The money will go to two tower projects – EdgePoint in Indonesia and Malaysia and Highline in Brazil – plus Scala, a Brazilian data centre operator.
Marcos Peigo (pictured), who co-founded Scala Data Centers in São Paulo in April 2020 as a sustainable hyperscale platform, said: “The investment from IFC provides Scala with additional resources, including its expertise and guidance, that allow us to accelerate our growth and progress in Latin American countries.”
Kevin Smithen, chief commercial and strategy officer of DigitalBridge, said: “IFC’s support will enable DigitalBridge to further our investments in emerging markets and help close the digital divide, providing fast and reliable digital infrastructure across Asia and Latin America.”
Fernando Viotti, CEO of Highline, which Digitial Bridge acquired two years ago, said: “We are pleased to receive these additional resources from IFC as we seek new opportunities to create value in a continuous and sustainable way.”
Suresh Sidhu, founder and CEO of EdgePoint, formed by DigitalBridge in July 2021, said: “Telecommunications infrastructure is vital to economic and social development, and IFC’s support will further enable our continued expansion of next-generation connectivity solutions across the [south-east Asia] region.”
IFC, which describes itself as “the largest global development institution focused on the private sector in emerging markets”, says it has invested more than $1 billion in digital infrastructure between July 2020 to June 2021.
Lance Crist, global head of equity for infrastructure at IFC, said: “Strengthening the digital capacity and reach of developing countries will enable significant progress towards achieving inclusive growth, economic stability, and improved quality of life for all, including the most vulnerable.”
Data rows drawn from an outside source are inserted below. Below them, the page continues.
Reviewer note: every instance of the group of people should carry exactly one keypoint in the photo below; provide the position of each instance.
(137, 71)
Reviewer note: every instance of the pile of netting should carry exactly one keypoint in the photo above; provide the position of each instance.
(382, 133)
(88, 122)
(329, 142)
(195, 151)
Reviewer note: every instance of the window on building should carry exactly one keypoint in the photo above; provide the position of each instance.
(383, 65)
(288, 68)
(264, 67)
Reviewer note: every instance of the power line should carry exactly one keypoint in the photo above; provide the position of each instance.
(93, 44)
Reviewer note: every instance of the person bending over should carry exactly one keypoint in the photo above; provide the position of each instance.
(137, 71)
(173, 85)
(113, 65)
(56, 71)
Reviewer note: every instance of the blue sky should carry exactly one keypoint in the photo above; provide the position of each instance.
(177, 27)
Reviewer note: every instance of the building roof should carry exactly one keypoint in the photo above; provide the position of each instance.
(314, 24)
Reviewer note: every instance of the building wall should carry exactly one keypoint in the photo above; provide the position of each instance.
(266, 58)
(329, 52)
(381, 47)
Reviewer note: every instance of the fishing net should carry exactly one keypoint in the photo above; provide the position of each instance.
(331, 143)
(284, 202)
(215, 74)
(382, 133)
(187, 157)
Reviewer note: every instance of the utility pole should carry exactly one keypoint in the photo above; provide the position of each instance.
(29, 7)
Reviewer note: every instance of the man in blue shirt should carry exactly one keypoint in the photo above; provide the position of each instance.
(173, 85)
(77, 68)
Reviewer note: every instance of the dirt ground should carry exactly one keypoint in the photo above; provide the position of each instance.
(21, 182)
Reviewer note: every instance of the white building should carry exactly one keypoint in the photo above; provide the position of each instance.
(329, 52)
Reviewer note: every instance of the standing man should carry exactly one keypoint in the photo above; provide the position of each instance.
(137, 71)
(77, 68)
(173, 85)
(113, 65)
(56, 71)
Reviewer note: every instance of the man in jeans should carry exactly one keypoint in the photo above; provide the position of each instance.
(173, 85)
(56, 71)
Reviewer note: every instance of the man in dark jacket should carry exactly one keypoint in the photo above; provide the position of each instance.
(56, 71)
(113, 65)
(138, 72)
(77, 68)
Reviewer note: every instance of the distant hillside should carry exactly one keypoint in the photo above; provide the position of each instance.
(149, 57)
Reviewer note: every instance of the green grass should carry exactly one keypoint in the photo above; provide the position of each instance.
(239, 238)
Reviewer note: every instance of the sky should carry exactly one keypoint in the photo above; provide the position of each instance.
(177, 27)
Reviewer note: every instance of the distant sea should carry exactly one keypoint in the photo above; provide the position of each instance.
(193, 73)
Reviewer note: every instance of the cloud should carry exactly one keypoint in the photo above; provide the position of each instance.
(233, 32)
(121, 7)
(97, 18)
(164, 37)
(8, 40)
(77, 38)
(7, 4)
The IFC, based in Pennsylvania Avenue in Washington DC, said it “will also guide DigitalBridge, EdgePoint, Highline and Scala to align their environmental and social practices with IFC’s performance standards”. It added: “IFC’s expertise in digital infrastructure will be crucial in building capacity and implementing policies and procedures for the companies’ long-term sustainable growth.”
The three investments announced so far total only £75 million of the $100 million earmarked for DigitalBridge projects. The IFC said that the remaining $25 million “will be invested at a later stage” in other assets in emerging markets.
Smithen said: “Digital connectivity is a critical resource that impacts all aspects of personal and professional life, yet it is not fully accessible to many people around the world. IFC’s support will enable DigitalBridge to further our investments in emerging markets and help close the digital divide, providing fast and reliable digital infrastructure across Asia and Latin America.”
The IFC pointed out that “almost half of the world’s population remains offline, according to the International Telecommunication Union, mainly in developing countries”.